The church will have an 18m-high steeple and the replica of the White House will be known as the Hoban Memorial Building, in honour of architect James Hoban, who was born across the Tipperaryborder in Callan, Co Kilkenny and who designed the White House.
It will also include a reproduction of Lafayette Park, the grounds at the front of the US president's residence.
The eight-storey hotel will house the casino and will have two ballrooms, four restaurants, two bars, conference and meeting rooms and six shops. Outside there will be a heliport, shops, conference facilities and parking for more than 6,000 cars, buses, and horse and greyhound boxes.
But although Quirke has his planning permission, that is less than half the battle. Casinos are still illegal in Ireland. The existing clubs get around this by providing a members-only service. Many, like the Fitzwilliam club, don't even serve alcohol. Others provide drinks for free to members, but they operate in a very grey area from a legislative perspective.

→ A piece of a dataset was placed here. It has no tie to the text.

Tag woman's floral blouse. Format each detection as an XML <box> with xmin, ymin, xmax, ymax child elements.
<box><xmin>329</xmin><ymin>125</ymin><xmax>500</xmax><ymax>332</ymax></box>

The Two-Mile Borris project will only go ahead if the Oireachtas passes legislation to enable the opening of casinos. A consultation paper on legislative options for the gambling sector was published last December by former Justice Minister Dermot Ahern.
The paper outlined a framework for licensing and regulating small-scale casinos which operate, like Fitzwilliam and the Sporting Emporium, as private members' clubs. The paper included a proposal to allow a resort casino similar to that proposed for Tipperary .
It suggested that a major casino with multiple gaming tables and between 1,000 and 1,500 slot machines could be appropriate.
A spokeswoman for Justice Minister Alan Shatter insisted last week that reform of betting laws and rules on casinos would take into account all forms of gambling, including the growth of online betting.
"Any legislative proposals arising from the minister's examination and subsequent discussions at Cabinet will follow in the normal course,'' his spokeswoman said.
"No decision will be made solely focusing on the promotion of an individual project,'' he said.
Hickson is adamant that the opposition of the Gaming and Leisure Association of Ireland to Quirke's super casino is not based on any alternative plans by their membership to form a syndicate or consortium to build a super casino of their own in, say, Dublin,
"I think the people behind the Tipperary plan have shot themselves in the foot from a political point of view. There is a process that has to be gone through before any licence is awarded, whether it be small or large. The draft legislation, which we gather is based on the document published last December, is only at the stage where the Heads of Bill are being drafted. It hasn't even gone to the minister for his consideration. When he gets it he will have to decide whether he wants to include the option of a resort-style casino or not," Hickson said. But that isn't all. There is a further process which has to be negotiated before the 'Tipperary venue' becomes a reality.
"If the minister approves a resort-style casino the legislation has to go through the house. Then it will have to go to an adjudication panel which will decide if it is appropriate to have a resort-style casino in Ireland. If they say yes, they will then be given the task of deciding the best location to put the facility. That process is designed to remove the danger of TDs trying to get a resort-style casino in their own constituency.
"If they come back and say it should be in Galway or Dublin or wherever, there may be a tendering process to establish who actually gets awarded the licence," Hickson said.
He is worried that those who oppose gambling will focus on the massive scale of the 'Tipperary venue' and politicians will shy away from doing anything.
"There is a middle ground, smaller casinos like ours, which satisfy the local and the tourism markets. It doesn't have to have a replica of the White House," he said.